Barry Bonoff was a venerable Twin Cities retailer who weathered difficult times with his humor and service to others.
Bonoff, who recently passed away at the age of 91, was a longtime owner of women’s clothing line Jackson Graves and has found a way to serve his community throughout his life. He was a witty, empathetic, witty dresser and business he was an informal pillar of the community.
His daughter, Terry Bonoff, who worked for Jackson Graves from 1979 to 1984, said, “He was always bright and cheery. My dad set an example. He worked hard and always cared about his team.” He had great fashion sense, but he let his buyers lead.”
Jackson-Graves was a family business, and Bonoff returned to Minneapolis in 1957 after serving as an Army officer, when asked by his father, Joseph. He led the expansion of the downtown flagship store and the expansion of Edina’s then-new Southdale store.
Barry Bonoff eventually took over the business and led a 30-year growth period. He led an initiative to strengthen downtown retail in his 1980s, and the problem continues today.
Life wasn’t perfect. There were personal and professional challenges.
Jackson-Graves struggled after its Nicollet Mall store closed in the mid-1980s for redevelopment at the south end of the mall. He moved his flagship to the then new City Center. The store never returned to its previous success.
Bonoff closed Jackson Graves in 1988 amid declining sales and pressure from domestic chains such as Gap and Limited. The surge in large suburban discount stores also played a role.
In a 1988 Star Tribune interview, Bonoff said he was “very sad” after closing the store and laying off dozens of employees.
Its economic decline and difficult period of divorce put Bonov to the test. In 1988 he became a consultant and adjunct business professor at St. Thomas College.
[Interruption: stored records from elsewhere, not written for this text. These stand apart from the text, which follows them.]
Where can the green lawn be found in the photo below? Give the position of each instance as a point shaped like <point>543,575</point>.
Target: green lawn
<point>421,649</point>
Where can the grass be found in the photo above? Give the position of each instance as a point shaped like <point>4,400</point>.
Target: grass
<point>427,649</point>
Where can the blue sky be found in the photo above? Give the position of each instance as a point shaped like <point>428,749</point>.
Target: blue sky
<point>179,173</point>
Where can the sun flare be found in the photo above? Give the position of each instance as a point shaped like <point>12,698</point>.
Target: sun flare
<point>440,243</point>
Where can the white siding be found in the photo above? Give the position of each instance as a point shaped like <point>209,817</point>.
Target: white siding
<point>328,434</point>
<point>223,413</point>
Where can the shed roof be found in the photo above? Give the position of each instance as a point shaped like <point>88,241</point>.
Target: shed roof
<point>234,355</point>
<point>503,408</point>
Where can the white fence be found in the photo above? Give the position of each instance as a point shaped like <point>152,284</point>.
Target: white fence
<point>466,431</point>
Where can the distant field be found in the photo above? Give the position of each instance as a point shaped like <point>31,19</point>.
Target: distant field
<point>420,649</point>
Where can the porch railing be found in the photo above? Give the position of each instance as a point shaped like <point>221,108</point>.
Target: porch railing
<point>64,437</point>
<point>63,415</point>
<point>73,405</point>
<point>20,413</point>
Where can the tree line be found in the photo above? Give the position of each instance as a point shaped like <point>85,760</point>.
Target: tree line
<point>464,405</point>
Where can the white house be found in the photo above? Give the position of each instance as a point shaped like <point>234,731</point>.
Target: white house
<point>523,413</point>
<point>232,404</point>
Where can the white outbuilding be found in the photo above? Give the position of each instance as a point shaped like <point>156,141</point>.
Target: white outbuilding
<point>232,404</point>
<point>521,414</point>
He also proved resilience and was always grateful for family, friends and life, recalled former Minnetonka Senator Terry Bonoff.
Barry Bonoff has remarried to former Jackson Graves store manager Roberta Bonoff. In 1992, the couple opened apparel stores in the Mall of America and Galleria.
In 1992, Barry Bonoff recalled, “I never thought about going back to retail.”
He was up at 2am again with business ideas.
UK-based Monsoon, Bonoff’s locally licensed retail franchisor, did not find much success. Barry and Roberta Bonoff closed his business by 1997. Barry is retired again.
Roberta Bonoff was CEO of Creative Kidstuff for many years.
Barry Bonoff remained in service and was known for his cause and generosity. His children remember him learning that someone was down, or seeing an apartment building fire on the TV news. He hastily gathered and delivered clothing, supplies, and encouragement.
“My father was kind to everyone, regardless of their position in life,” said Terry Bonoff, now CEO of Jewish Family and Career Services in Atlanta. Dorsey Whitney’s former attorney, her husband Matthew Knopf, serves as senior vice president and deputy general counsel for Delta Air Lines.
After 20 years of retirement, Barry Bonoff volunteered as a reading tutor for struggling students at Gatewood Elementary School in Hopkins. Bonoff’s Weekly Community His service ended after nearly 20 years of his school being emptied by COVID-19.
Teacher Amanda VanWye, who has become a family friend, and her students once created a community song and dance program, Reed Barry Reed, in Bonoff’s honor.
A lover of reading, Bonov knew that literacy was essential for educational and career success. Even when Bonoff was battling dementia in his late 80s, someone was driving Bonoff to his school twice a week. He worked patiently and happily with his students.
He was a positive and encouraging mentor both at work and at school.
In late December, hundreds gathered at Temple Israel in Minneapolis to say goodbye to Barry Bonoff. He gave business and community service a good name.